You probably don’t often say “I didn’t ask to be born.” As a self-respecting adult, the phrase sounds petulant, something you left behind with teenage slammed doors or dramatic diary entries. But it’s a true statement. That we stop saying it might be one of the distinctions between being a child and being an adult.
Kids do say it, and it’s legitimate. They’ve landed in a world they never agreed to, with parents they didn’t choose, and circumstances outside their control. It sounds like a tantrum, but it’s factually correct. What changes as we age isn’t the underlying truth, but our relationship to it.
Heidegger called it “thrownness.” The idea that each of us is thrown into the world at a particular moment in time, into a particular body, a particular family, a particular culture. Not invited or consulted. Just suddenly here. It’s an experience of existence, not a complaint about it.
A complaint lingers on though, consciously or not. When the world feels insufferable, or your situation feels like something you never signed up for, the childhood lament can echo back. You might not say it aloud, but you might think it, if only implicitly.

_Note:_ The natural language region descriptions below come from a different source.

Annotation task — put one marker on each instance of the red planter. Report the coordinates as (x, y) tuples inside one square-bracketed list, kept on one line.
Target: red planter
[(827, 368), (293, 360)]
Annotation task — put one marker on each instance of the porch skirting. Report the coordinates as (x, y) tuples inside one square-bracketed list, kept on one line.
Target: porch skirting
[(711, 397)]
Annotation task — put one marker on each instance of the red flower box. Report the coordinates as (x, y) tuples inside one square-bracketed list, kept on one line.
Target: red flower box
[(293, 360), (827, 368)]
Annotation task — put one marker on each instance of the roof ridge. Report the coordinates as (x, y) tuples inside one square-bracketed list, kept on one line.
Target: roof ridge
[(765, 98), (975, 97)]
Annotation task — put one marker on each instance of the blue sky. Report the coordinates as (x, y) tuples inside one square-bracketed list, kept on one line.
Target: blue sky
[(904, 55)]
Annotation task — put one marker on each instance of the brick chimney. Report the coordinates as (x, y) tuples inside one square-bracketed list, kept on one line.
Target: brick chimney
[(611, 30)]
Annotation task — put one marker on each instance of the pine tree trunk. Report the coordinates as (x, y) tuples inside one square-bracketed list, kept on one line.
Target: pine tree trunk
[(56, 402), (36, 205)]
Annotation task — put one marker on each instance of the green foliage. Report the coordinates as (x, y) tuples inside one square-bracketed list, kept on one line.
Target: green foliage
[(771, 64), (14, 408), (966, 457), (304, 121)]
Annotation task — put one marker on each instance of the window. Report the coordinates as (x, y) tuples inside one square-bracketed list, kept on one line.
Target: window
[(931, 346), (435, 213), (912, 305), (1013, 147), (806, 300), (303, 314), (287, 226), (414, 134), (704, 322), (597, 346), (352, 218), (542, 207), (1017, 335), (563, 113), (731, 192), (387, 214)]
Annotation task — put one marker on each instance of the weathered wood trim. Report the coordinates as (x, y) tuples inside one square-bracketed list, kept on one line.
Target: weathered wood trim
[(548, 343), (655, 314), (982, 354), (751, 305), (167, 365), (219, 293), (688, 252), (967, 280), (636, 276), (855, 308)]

Maybe growing up is the process of moving through that sentiment, to the other side of it. Not by pretending your throwness isn’t real, but by owning the fact that you’re here anyway. That no one is coming, to validate your non-consent to this existence. That this specific, unrepeatable, unchosen life is yours to do something with.
It’s a paradox. The statement is both completely true, and beside the point. You didn’t ask to be born. Yet here you are. Both things can stand, and the task seems to be holding them together, honoring the strangeness of existence without letting it become an excuse to opt out of it.